Springtails often live in large numbers. Up to 100,000 springtails can live together in a single cubic meter of soil. Often the only sign you have springtails is the appearance of thousands of tiny, hopping insects. Wilting houseplants can be another potential sign, as some springtails will destroy young plants.

Springtails might move inside more humid areas of your home if their outdoor environment becomes too hot or dry. They get inside through cracks between doorways, windows, or screens. 

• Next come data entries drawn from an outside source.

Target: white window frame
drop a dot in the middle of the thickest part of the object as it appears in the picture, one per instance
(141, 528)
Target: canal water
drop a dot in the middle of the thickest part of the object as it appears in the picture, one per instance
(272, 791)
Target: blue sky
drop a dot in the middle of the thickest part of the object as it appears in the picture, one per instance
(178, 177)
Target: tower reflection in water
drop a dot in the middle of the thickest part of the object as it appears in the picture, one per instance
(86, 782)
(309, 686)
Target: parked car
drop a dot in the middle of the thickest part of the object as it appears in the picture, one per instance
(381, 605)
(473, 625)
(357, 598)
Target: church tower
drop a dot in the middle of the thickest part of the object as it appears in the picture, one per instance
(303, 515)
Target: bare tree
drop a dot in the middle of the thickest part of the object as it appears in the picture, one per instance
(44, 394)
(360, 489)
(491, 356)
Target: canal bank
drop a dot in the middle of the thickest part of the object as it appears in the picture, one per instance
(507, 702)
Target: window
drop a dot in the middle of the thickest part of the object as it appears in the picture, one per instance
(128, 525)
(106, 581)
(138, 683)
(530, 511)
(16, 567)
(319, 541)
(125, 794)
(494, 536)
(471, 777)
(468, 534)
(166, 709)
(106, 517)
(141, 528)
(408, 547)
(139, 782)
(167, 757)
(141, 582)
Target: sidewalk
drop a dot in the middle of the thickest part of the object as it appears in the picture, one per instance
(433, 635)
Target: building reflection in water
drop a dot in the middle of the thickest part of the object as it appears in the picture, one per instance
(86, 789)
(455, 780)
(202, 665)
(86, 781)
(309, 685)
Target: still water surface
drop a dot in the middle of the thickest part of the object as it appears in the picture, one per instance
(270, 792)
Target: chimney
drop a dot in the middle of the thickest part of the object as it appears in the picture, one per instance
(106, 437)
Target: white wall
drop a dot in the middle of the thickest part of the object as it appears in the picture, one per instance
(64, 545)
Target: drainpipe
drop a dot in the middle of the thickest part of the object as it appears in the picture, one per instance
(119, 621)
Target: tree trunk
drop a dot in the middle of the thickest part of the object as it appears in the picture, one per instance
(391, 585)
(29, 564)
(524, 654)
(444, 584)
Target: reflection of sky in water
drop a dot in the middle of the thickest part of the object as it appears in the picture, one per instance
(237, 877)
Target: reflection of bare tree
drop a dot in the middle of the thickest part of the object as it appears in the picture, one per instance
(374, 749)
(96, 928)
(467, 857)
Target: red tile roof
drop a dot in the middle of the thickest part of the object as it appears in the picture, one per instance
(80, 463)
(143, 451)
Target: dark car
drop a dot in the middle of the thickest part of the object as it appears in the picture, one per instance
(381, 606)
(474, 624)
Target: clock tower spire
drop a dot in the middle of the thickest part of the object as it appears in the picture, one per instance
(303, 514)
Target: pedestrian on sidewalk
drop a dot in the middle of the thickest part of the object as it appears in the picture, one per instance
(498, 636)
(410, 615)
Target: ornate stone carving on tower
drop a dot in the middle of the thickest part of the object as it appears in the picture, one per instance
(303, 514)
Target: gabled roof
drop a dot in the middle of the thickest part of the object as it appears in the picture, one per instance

Springtails are attracted to wet, damp areas like bathrooms, basements, crawl spaces, outdoor drains, and swimming pools.

Most common types of springtail need damp, wet conditions to survive. The best way to get rid of springtails is to begin by removing excess moisture or humidity from your home or yard. 

Some ways to naturally prevent or get rid of springtails outdoors include:

  • Using only 2-3 inches of mulch
  • Removing excess leaves and plant litter
  • Watering your yard or garden less frequently 
  • Avoiding dense ground covers
  • Making sure downspouts are positioned correctly to move water away from your house’s foundation

Some steps you can take to get rid of springtails inside your home are:

  • Using fans to improve airflow in humid areas, like the bathroom or basement
  • Using a dehumidifier
  • Repairing plumbing leaks 
  • Insulating pipes, air-conditioning shafts, or other areas where water can condense
  • Avoiding over-watering houseplants

Pesticides aren’t usually necessary to control springtails unless you can’t effectively control excess moisture inside or around your home.

If you choose to use an insecticide, aerosol sprays labeled for “creeping and crawling” pests can temporarily reduce the number of springtails. Outdoors, a perimeter treatment pesticide can help discourage springtails from coming inside.

Avoid using bug bombs (total release aerosol pesticides) because they aren’t effective at getting into the small cracks and spaces where springtails live or hide.

Always remember to follow safety precautions and usage directions for any pesticide you choose.